Kekemeliği olan çocuğa öncelikle bu semptomları fark ettirmemek lazımdır. Evde mutlaka konuşmanızı yavaşlatmanız gerekir. Çünkü sizin konuşma hızınız, çocuğa fazla hızlı gelen bir konuşma stilidir.
Zaman baskısını yaratmamak, soru bombardımanına tutmamak da önemli tepkilerdir. Bunun yanında çocuğu duygusal travmalardan da korumak gerekir. Her şeyden önemlisi çocuğu koşulsuz olarak kabul ettiğimizi göstermeliyiz.
Konuşmanın hızı, ritmi ve akıcılığına ilişkin belirli müdahaleler yapmaktayız. Böylece kekemelik şiddetini aşağı çekmeye çalışırız. Diğer yandan kekemeliğin şiddetiyle ya da semptomlarıyla çok uğraşmadan direkt tutumlarıyla ilgili de çalışabiliriz. Bu da kekemeyi bir şekilde rahatlatmaktadır. Aynı zamanda davranışçı uygulamalar vardır. Bu davranışçı uygulamalarda akıcılığı pekiştirirken diğer taraftan akıcısız davranışları görmezden gelmeyi tercih ederiz.
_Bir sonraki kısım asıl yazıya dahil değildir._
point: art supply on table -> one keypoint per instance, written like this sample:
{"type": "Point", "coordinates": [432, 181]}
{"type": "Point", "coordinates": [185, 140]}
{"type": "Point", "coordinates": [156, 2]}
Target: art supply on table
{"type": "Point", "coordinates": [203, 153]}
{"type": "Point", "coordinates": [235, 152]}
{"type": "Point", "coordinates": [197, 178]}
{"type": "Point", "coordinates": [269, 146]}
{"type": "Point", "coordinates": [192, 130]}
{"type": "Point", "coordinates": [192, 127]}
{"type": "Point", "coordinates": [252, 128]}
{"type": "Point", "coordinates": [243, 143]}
Aile danışmanlığı da burada çok kritik bir rol üstlenir. Ailelerin çocuğa nasıl davranmaları gerektiğini bir şekilde öğrenmeleri gerekir.
Elbette tekrarlanabilir. Terapi sırasında bireyin kekemeliği kontrol altında tutması ve akıcılığı sağlaması için çalışırız. Burada kesin bir çözüm vaat etmeyiz. Vakalarımızın spontan iyileşme ihtimali de artmaktadır.
Bazı araştırma sonuçlarına göre, kekemelik terapisi veya spontan düzelmeyle tamamen düzelen bireylerin MR bulguları hala kekemelik örüntüleri göstermektedir. Bunun anlamı şudur; hala belirli bir eğilim devam etmekte ve bu nedenle dikkatli olunması gerekmektedir.
Kekemeliği doğrudan tedavi edici herhangi bir ilaç yoktur. Amerikan Gıda ve İlaç Dairesi'ne göre onaylanmış bir etken madde yoktur. Diğer taraftan da bazı etken maddeler denenmekte ve belirli oranlarda iyileşmeler sağlanmaktadır. Ancak bu ilaçların yan etkileri bulunmaktadır. Burada yapılması gereken maliyet / fayda analizi yapmaktadır.
Eğer çocuk terapiden yeterince fayda sağlamıyorsa ya da depresyon gibi sorunlar varsa psikiyatri desteği alınması gerekmektedir.
Konuşma terapisinde artikülasyon ve ses bozuklukları gibi bazı bozukluklarda kesin çözümlerden bahsedilebilir. Ancak kekemelik kendine has özellikleri hasebiyle kesin çözüm vaat edecek bir bozukluk değildir.
Burada önemli olan konuşma akıcılığının sağlanmasıdır. Belirli bir süre zarfında çözeceğimizi iddia edersek, bu şekilde etik davranmamış oluruz.